Pico Green (Molecular Probes, Eugene OR)

• This is the most sensitive method for determining DNA concentration
• It uses the least amount of DNA
• It depends on the sensitivity of your detection equipment but for our equipment you only need about 10 µl of a 50 pg/µl solution.
• This is about a 10-4 dilution of most DNA preps from blood.

Arraying Your DNAs

• I recommend standardizing your DNA samples to a single concentration. Then when you array or dilute your DNAs you do not need to use a different volume for each sample.

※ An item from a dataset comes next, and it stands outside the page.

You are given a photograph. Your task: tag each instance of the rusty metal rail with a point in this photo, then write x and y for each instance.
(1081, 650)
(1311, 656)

• I also recommend making a MASTER PLATE of DNAs arrayed in a 96 well format that is approximately 50-100X more concentrated than the working concentration for your genotyping application.
• This will allow you to generate 96-well working plates without having to go back to your original stocks of tubes.

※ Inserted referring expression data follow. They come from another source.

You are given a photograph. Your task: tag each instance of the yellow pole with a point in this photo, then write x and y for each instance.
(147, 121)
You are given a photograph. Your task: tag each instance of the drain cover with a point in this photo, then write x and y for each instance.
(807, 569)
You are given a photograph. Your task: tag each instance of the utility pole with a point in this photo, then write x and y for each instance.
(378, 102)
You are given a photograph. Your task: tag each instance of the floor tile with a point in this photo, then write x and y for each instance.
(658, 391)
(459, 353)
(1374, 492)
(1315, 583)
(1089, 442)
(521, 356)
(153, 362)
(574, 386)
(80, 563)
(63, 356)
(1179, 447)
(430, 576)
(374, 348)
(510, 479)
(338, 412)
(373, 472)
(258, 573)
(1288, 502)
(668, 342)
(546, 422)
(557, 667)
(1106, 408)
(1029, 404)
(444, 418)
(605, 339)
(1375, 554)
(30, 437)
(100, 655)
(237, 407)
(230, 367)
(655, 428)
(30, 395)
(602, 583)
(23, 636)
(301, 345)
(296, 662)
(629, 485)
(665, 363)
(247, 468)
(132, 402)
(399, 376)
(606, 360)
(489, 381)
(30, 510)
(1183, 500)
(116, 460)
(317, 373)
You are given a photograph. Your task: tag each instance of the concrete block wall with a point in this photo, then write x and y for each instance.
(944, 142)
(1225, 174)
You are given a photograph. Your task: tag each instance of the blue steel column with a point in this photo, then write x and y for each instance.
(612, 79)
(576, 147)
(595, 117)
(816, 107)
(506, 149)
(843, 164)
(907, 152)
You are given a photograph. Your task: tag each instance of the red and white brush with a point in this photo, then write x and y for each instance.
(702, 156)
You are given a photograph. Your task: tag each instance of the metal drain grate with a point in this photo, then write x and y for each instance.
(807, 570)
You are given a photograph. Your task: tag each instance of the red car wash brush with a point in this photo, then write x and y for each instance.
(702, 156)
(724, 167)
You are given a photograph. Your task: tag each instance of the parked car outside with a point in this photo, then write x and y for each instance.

• Going back to the stocks of tubes is time consuming and can cause errors that were not on earlier versions of the working plates.
• Store your original tube stocks of DNA in a different location than your master plates. This will give you a back up in case of a disaster.
• Having a MASTER PLATE will also give you flexibility if you want to change protocols.
• I further recommend making enough MASTER PLATES to complete the entire project.
• It is important that you test each MASTER PLATE with a control assay. To do this, dilute a small amount to the working concentration and run a test genotyping assay on the samples. Use a very robust assay. It will verify that everything is working great at the start and is something that can be repeated in the future if you run in to problems. Save the data for future comparisons.
• DNA WORKING PLATES should be diluted to the working concentration from the MASTER PLATES.
• For FP-TDI the working concentration is 0.8ng/µl for high quality human DNAs such as those from Coriell Institute. We then use 3µl per well or 2.4ng/rxn. For lesser quality DNAs more may be needed. This can be determined empirically by looking at PCR success rates. Keep in mind that too much DNA can inhibit PCR so a lot more is not always better. Once the PCR looks good, a test of genotyping can be done using the control markers.
• Also the amount of DNA needed is determined by the copy number of your target sequence so the DNA concentration will need to be adjusted for smaller genomes.
• Each batch of DNA WORKING PLATES can be tested against control assays if desired. This may be important if there are changes or a long time has lapsed since using the DNA.
• Working DNA trays can be stored at -20C. Masters should be stored at -80C.
• It is a good idea to give your DNA batch numbers; it may help track down a problem in the future.
• Following the above recommendations should ensure consistent DNA quality.
• We array our DNA in 96 well 500µl deep-well trays. We get them from Midwest Scientific (P9606, $115). We do not require that you use these trays but we do charge for any changes that need to be made to the protocols to accommodate other plastics.
• To set up the PCR reactions we distribute 3 µl of working concentration DNA to each well of a 384-well tray. We spin down the plate and let the DNA air-dry overnight. These plates are stored desiccated and are good for months. For large projects (~125- 384 wells of genotyping per week) we make them in batches that will last a week. This is adjusted depending on the project and storage capacity.
• For FP-TDI our informatics allows 3 configurations on a 384 well plate: 4 assays X 96 DNAs, 2 assays X 192 DNA's, or 1 assay X 384 DNA's. All of our charges are based on the number of 384 well plates that are needed to complete your project so we recommend that you fill the space with samples to optimize your costs. For each SNP there must be a blank on the plate, i.e. a no-DNA control. Another useful control is to provide a duplicate of at least one sample.